Incitement to adopt practices presented as having a therapeutic or prophylactic purpose for the persons concerned is punishable by the same penalties when it is clear, according to established medical guidelines, that these practices expose the persons to an immediate risk of death, or injuries likely to result in mutilation or permanent disability.

Third:

When the provocation provided for in the first two paragraphs has had an effect, the penalties are increased to three years’ imprisonment and a fine of 45,000 euros.

Fourth and last:

When these offences are committed through the written or audiovisual press, the specific provisions of the laws which govern these matters are applicable with regard to the determination of the persons responsible.
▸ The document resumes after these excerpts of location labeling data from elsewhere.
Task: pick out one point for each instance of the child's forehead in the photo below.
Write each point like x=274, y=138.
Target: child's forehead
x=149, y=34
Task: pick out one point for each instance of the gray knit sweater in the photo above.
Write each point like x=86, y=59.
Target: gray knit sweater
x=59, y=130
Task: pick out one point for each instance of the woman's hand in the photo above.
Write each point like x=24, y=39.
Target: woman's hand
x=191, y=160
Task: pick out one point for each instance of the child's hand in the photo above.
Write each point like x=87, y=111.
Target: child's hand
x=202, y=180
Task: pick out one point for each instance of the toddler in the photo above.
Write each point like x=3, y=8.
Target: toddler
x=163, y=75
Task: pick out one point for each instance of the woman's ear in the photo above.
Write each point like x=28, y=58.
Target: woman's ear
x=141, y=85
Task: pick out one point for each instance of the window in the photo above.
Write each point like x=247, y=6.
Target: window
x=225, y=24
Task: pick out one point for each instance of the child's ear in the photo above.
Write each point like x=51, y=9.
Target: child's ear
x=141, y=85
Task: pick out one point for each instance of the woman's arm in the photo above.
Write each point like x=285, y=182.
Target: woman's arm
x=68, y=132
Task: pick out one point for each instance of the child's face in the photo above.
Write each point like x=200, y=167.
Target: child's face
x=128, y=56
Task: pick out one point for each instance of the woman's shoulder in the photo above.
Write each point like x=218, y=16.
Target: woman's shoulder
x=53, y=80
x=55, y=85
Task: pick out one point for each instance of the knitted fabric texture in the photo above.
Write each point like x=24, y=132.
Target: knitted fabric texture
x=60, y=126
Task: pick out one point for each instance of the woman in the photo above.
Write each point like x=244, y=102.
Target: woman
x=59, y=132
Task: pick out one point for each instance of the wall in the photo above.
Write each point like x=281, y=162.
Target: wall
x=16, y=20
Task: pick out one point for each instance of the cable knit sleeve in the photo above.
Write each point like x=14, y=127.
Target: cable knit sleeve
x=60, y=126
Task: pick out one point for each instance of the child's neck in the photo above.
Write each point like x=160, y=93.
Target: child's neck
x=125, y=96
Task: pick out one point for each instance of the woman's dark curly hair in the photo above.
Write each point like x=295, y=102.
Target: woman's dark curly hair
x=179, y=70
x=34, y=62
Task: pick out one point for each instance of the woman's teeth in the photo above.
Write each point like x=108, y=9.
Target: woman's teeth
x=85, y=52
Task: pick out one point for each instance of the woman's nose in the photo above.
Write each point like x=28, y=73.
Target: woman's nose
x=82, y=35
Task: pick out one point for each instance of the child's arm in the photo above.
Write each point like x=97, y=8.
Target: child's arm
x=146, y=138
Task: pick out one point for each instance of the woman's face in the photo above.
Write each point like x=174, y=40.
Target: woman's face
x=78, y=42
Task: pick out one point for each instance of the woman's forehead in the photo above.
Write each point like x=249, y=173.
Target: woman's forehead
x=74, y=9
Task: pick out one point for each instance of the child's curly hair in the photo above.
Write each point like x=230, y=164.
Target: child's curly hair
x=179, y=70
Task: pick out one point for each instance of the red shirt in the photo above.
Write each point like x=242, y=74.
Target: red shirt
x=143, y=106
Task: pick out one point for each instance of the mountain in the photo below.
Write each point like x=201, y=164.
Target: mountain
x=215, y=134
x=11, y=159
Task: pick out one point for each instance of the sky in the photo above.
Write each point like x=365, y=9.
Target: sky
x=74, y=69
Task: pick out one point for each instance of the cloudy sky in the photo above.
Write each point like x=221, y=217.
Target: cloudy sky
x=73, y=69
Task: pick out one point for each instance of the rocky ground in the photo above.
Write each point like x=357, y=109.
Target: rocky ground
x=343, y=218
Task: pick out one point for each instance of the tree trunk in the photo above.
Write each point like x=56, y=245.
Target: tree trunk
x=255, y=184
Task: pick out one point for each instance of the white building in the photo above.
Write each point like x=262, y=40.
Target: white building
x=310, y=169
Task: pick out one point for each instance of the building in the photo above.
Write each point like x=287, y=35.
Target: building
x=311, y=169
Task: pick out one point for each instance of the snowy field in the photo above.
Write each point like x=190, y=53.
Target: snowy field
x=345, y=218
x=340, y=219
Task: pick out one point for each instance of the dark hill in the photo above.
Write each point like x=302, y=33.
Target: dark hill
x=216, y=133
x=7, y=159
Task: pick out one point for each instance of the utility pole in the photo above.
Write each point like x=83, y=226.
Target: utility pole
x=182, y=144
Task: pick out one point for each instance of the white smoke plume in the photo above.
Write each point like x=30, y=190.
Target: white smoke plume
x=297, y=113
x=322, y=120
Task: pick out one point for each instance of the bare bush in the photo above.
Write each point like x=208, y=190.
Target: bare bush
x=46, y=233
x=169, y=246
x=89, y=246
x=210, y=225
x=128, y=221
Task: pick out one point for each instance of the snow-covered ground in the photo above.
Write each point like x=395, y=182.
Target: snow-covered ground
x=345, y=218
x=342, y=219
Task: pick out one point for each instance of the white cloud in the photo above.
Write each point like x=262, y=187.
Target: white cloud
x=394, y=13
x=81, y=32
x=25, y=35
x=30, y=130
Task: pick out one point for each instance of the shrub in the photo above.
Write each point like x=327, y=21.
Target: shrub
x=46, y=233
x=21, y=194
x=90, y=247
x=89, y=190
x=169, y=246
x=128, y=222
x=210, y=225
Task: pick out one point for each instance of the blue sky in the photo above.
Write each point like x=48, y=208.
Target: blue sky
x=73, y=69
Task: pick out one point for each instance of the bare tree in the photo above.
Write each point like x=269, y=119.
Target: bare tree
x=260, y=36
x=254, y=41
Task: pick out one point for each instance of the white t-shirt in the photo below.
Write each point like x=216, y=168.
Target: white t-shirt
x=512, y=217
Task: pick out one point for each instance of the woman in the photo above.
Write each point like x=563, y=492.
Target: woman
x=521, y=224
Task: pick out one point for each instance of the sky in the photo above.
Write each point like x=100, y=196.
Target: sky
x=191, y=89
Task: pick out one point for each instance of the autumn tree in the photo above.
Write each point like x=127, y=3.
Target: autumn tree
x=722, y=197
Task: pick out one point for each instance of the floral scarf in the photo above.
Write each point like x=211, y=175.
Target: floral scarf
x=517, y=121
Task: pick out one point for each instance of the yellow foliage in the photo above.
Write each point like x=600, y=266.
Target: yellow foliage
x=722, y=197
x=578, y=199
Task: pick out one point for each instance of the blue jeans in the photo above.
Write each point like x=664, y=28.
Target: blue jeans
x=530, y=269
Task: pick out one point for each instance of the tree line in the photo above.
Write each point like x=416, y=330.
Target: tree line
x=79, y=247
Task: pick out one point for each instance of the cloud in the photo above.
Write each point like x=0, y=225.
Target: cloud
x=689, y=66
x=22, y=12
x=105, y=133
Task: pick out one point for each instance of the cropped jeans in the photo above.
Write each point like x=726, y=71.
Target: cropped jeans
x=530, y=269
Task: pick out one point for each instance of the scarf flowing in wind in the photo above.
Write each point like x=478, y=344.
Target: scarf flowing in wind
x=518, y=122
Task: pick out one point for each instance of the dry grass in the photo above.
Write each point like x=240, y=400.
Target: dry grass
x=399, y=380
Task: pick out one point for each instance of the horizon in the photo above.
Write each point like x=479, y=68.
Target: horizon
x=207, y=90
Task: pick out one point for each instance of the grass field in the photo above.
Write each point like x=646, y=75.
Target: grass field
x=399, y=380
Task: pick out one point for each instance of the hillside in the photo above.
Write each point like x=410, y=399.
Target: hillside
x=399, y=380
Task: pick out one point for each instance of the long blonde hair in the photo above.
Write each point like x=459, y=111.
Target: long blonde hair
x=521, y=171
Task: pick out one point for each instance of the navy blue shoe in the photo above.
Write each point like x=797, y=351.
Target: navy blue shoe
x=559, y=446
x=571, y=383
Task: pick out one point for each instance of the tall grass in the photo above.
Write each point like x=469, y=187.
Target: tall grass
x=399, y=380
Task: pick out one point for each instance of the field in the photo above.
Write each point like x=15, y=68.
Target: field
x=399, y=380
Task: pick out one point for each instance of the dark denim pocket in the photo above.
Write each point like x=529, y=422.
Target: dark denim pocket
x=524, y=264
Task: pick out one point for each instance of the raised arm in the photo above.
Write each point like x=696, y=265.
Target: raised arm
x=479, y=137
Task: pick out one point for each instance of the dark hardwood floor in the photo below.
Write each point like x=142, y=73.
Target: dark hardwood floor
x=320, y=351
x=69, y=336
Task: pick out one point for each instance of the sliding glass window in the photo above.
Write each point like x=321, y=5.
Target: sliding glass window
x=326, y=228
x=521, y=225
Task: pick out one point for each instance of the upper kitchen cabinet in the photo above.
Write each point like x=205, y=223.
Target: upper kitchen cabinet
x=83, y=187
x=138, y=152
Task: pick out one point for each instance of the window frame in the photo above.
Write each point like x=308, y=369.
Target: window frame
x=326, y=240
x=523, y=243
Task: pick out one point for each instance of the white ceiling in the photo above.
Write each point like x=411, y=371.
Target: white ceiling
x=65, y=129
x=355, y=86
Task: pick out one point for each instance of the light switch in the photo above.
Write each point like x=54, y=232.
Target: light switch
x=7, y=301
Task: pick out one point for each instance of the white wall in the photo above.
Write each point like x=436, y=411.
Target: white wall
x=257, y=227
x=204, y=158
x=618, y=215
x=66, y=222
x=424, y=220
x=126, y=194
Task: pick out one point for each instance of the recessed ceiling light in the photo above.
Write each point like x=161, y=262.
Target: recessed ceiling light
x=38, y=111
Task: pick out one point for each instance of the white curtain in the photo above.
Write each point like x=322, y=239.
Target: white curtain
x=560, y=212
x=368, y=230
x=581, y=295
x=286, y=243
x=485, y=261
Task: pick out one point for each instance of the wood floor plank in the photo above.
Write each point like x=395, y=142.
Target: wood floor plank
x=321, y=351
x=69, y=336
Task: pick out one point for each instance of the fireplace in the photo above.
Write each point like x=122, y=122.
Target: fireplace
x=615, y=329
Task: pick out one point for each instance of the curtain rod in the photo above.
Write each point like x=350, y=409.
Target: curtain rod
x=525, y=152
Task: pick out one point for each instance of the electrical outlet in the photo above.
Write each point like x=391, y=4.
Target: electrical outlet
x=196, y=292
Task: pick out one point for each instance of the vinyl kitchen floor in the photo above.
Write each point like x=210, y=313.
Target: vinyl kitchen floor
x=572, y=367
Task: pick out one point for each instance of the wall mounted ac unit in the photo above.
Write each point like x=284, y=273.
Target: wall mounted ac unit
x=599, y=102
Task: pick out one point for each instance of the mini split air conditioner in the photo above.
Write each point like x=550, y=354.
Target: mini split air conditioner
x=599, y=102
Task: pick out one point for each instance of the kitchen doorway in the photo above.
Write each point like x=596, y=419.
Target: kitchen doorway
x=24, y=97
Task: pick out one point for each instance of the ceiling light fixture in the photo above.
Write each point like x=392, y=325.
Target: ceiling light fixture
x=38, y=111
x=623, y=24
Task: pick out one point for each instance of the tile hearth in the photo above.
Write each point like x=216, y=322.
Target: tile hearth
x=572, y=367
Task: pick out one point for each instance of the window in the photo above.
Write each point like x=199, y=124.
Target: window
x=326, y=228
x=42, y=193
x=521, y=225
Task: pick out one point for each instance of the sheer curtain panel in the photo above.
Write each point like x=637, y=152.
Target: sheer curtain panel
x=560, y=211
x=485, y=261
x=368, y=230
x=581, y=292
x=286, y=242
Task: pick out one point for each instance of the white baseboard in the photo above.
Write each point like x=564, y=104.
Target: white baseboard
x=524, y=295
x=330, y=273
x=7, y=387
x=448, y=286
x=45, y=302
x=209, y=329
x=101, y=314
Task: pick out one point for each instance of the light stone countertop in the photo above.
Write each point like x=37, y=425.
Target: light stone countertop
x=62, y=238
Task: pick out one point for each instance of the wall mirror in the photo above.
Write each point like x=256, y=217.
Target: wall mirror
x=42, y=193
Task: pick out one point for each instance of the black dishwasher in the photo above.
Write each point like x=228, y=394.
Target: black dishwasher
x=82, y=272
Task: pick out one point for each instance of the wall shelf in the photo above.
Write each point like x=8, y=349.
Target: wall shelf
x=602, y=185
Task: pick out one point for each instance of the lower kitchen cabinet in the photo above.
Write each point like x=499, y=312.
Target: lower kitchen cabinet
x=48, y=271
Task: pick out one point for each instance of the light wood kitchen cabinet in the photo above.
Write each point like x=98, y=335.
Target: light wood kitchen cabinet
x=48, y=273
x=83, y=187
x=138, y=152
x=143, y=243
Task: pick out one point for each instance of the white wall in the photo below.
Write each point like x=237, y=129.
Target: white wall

The new offence seeks to “facilitate the prosecution and repression of behaviour that could seriously harm people’s health, without prohibiting the promotion of additional practices that fall within individual freedom,” according to Vie Publique, a website produced, edited and managed by the Directorate of Legal and Administrative Information.

The ostensible goal is to address the growing proliferation of non-professional practitioners within the alternative healthcare sector. Since the pandemic, the number of lifestyle gurus, naturopaths and other health coaches has mushroomed. Many of them have found success and even a certain amount of fame on social media. According to the government, some are putting their clients’ health at risk by distancing them from the public health system.

In response, the government proposes not only to escalate its war on alternative forms of medicine but also to apply a battering ram to three basic fundamental human rights: the rights to freedom of expression, bodily autonomy and bodily integrity. And it is applying the broadest possible brush by not specifying to whom the proposed article 4 may or may not apply to. It is not hard to discern the likely main target here: criticism of the COVID-19 vaccines, as the bill’s co-sponsor, Brigitte Liso, recently all but admitted (clarification in brackets my own):

“[A]fter the COVID-19 crisis, protest movements against public institutions and doctors, and the emergence of the famous anti-vaxxers, Miviludes [a French government agency charged with observing and analysing the phenomenon of cult movements and coordinating the government response] has seen the number of cases explode, often linked precisely to the subject of well-being, care and health. It became urgent to propose a law which creates a real crime.”

That crime is to incite people not to take certain “therapeutic or prophylactic medical treatments” or “adopt certain practices presented as having a therapeutic or prophylactic” effect that in reality does not have that effect. As readers will no doubt appreciate, signing these measures into law raises a host of ethical, professional and practical concerns.

For a start, recent history is littered with scandals regarding medical treatment in which public health authorities have found to be complicit. One such case is that of Mediator, a drug produced by Servier Laboratories that is believed to have caused the death of between 1,500 and 2,000 French people. The French National Agency for Medicines and Health Products Safety (ANSM) was fined 303,000 euros for negligence.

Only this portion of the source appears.